We report a temperature compensation method for surface acoustic wave (SAW) strain sensors that accounts for the thermal expansion effects of the measured object. This approach effectively reduces the cross-sensitivity error of the SAW sensors at elevated temperatures caused by the thermal expansion of the target substrate. Experiments were conducted using SAW sensors fabricated on 122° X-cut lithium tantalate substrates. The temperature and strain response characteristics of the LT SAW sensor were experimentally analyzed over a temperature range of 25 °C–140 °C and the results showed that the resonant frequency decreased linearly with increasing temperature. In addition to the intrinsic temperature response of the LT SAW sensor, the cross-sensitivity error induced by the thermal expansion in the measured object was identified as a major source of measurement error. A dual-sensor differential structure was implemented to quantify the strain interference caused by the thermal expansion of the measured object.

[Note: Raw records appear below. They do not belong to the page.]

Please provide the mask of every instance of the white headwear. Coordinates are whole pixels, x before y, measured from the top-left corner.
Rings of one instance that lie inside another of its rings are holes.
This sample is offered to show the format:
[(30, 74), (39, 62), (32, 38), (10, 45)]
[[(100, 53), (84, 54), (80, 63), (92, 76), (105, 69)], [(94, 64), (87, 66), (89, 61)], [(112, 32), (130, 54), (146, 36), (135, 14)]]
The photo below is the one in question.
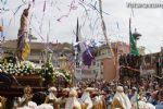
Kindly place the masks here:
[(129, 101), (129, 98), (125, 95), (123, 90), (124, 89), (122, 86), (117, 86), (116, 94), (114, 95), (113, 100), (117, 99), (124, 109), (131, 109), (131, 104)]

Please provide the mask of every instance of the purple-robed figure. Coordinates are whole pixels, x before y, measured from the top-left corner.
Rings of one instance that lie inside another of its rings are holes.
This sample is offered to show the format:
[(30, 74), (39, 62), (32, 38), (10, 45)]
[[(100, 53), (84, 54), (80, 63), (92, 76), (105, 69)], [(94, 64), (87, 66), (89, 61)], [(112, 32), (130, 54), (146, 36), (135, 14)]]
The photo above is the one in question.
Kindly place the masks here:
[(83, 62), (85, 65), (91, 65), (93, 60), (93, 49), (91, 47), (87, 48), (83, 53)]

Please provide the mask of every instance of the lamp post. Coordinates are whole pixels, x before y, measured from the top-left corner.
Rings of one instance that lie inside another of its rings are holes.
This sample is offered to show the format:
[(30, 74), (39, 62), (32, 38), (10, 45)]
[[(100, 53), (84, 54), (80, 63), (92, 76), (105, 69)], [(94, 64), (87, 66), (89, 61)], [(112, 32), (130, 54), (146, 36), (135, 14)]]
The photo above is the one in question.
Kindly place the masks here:
[(137, 28), (135, 28), (135, 33), (133, 33), (133, 36), (134, 36), (134, 38), (135, 38), (135, 40), (136, 40), (136, 46), (137, 46), (137, 40), (140, 38), (141, 34), (139, 34), (139, 33), (137, 32)]

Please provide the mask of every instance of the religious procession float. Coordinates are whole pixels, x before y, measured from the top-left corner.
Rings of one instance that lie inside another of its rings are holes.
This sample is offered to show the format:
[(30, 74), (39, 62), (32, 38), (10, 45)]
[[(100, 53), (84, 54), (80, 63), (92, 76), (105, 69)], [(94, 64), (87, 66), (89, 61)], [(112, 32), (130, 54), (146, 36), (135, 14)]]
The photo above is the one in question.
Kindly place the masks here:
[(49, 85), (58, 88), (72, 84), (72, 72), (54, 68), (52, 62), (41, 65), (30, 61), (17, 62), (13, 57), (0, 60), (0, 93), (4, 96), (20, 96), (29, 85), (35, 92), (46, 90)]

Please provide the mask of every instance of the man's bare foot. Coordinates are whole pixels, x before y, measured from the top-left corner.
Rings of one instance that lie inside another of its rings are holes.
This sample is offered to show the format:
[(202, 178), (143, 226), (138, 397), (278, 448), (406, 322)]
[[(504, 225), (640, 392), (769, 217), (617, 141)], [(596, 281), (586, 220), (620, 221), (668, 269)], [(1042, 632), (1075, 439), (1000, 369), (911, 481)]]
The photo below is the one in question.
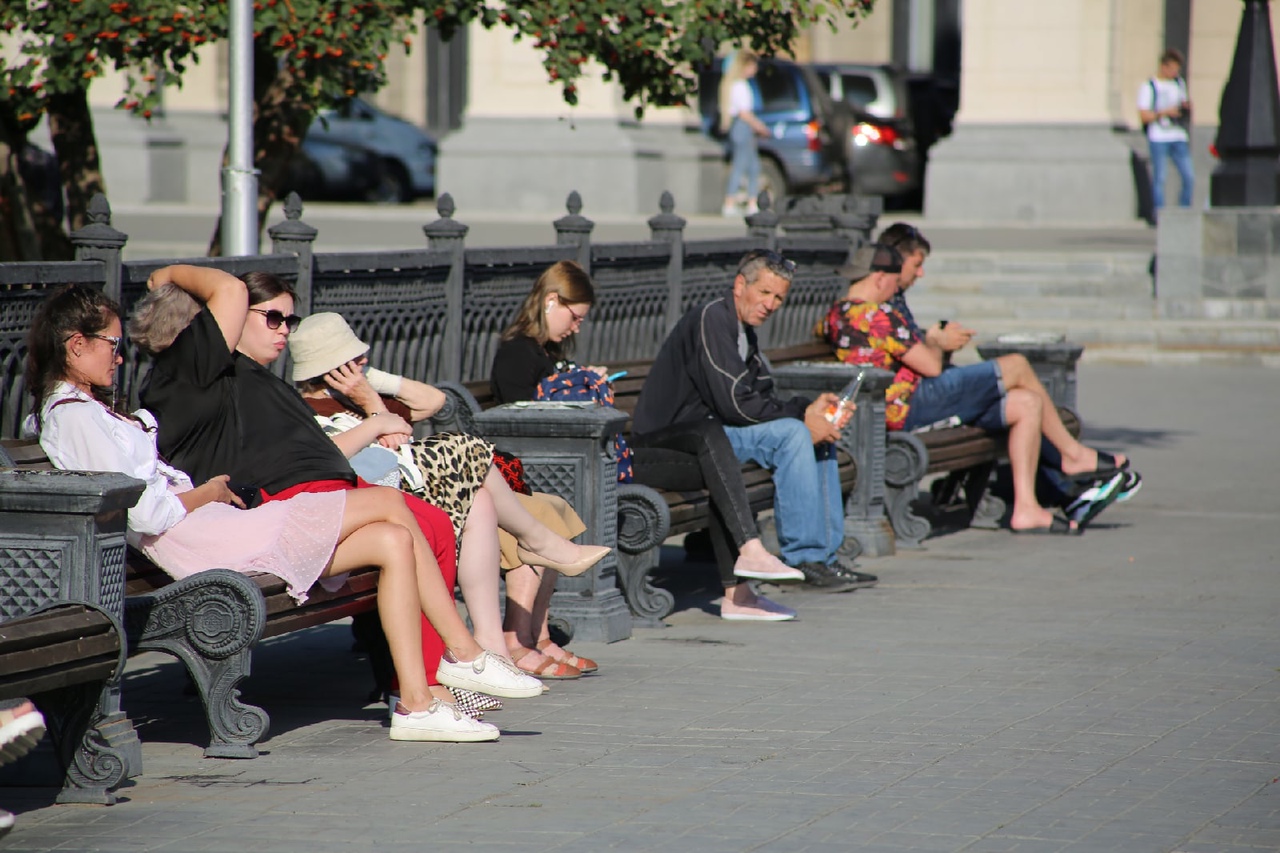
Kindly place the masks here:
[(1111, 471), (1112, 466), (1116, 469), (1124, 467), (1129, 462), (1129, 457), (1124, 453), (1102, 453), (1100, 459), (1100, 451), (1093, 447), (1080, 446), (1082, 452), (1073, 459), (1062, 457), (1062, 473), (1076, 475), (1076, 474), (1092, 474), (1100, 467), (1103, 469), (1102, 474)]

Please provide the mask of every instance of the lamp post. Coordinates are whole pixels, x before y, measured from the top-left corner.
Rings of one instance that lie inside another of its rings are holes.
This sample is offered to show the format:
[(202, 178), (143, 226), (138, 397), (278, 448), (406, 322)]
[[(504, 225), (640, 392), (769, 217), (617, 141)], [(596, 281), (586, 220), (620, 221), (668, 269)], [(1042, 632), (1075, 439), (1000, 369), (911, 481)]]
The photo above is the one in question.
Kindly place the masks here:
[(230, 0), (227, 165), (223, 167), (223, 254), (257, 254), (253, 169), (253, 0)]
[(1268, 0), (1244, 0), (1235, 59), (1222, 88), (1210, 177), (1213, 207), (1280, 206), (1280, 88)]

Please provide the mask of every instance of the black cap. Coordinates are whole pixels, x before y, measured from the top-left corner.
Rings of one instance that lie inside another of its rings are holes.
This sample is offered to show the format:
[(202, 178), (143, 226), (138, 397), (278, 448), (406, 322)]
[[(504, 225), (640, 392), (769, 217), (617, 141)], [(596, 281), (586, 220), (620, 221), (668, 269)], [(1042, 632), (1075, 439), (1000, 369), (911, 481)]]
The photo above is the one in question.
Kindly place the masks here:
[(892, 246), (872, 243), (854, 252), (854, 259), (836, 268), (836, 275), (850, 282), (858, 282), (872, 273), (901, 273), (902, 255)]

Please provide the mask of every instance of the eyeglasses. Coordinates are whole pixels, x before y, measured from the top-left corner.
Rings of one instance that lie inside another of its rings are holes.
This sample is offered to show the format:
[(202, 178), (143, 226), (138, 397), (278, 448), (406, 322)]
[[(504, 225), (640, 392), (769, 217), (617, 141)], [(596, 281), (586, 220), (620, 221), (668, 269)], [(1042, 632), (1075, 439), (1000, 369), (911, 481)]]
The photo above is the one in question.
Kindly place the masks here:
[(99, 341), (106, 341), (111, 345), (111, 355), (120, 355), (120, 345), (124, 343), (124, 338), (116, 338), (110, 334), (86, 334), (86, 338), (97, 338)]
[(261, 314), (264, 318), (266, 318), (266, 328), (271, 329), (273, 332), (280, 328), (280, 324), (283, 323), (292, 334), (293, 332), (297, 332), (298, 325), (302, 324), (302, 318), (298, 316), (297, 314), (289, 314), (288, 316), (285, 316), (284, 311), (276, 311), (275, 309), (271, 310), (250, 309), (250, 311), (253, 311), (253, 314)]
[(748, 264), (758, 260), (763, 260), (764, 266), (774, 275), (785, 275), (786, 278), (791, 278), (791, 275), (796, 272), (796, 263), (794, 260), (783, 257), (772, 248), (753, 248), (746, 255), (744, 255), (741, 263), (739, 263), (737, 265), (739, 275), (742, 274), (742, 269)]

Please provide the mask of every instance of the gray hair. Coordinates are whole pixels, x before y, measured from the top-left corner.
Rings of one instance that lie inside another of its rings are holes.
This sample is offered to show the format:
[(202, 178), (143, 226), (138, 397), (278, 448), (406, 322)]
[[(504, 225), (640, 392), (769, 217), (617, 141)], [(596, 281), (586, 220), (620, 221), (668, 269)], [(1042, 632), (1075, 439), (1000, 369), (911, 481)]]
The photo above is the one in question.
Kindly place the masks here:
[(737, 263), (737, 274), (746, 279), (748, 284), (755, 284), (760, 270), (768, 270), (790, 284), (791, 277), (796, 273), (796, 263), (772, 248), (753, 248)]
[(178, 334), (200, 314), (200, 302), (177, 284), (148, 292), (129, 316), (129, 338), (155, 355), (168, 350)]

A temperature–strain coupling model of the measured object was established using finite element simulation. A resonant frequency correction formula incorporating temperature compensation was proposed. The experimental results show that the measurement error of the sensor using the proposed temperature compensation formula was only 9.13% at 120 °C, demonstrating the effectiveness of the method. This study provides theoretical and technical support for high-precision measurement of SAW strain sensors in high temperature environments.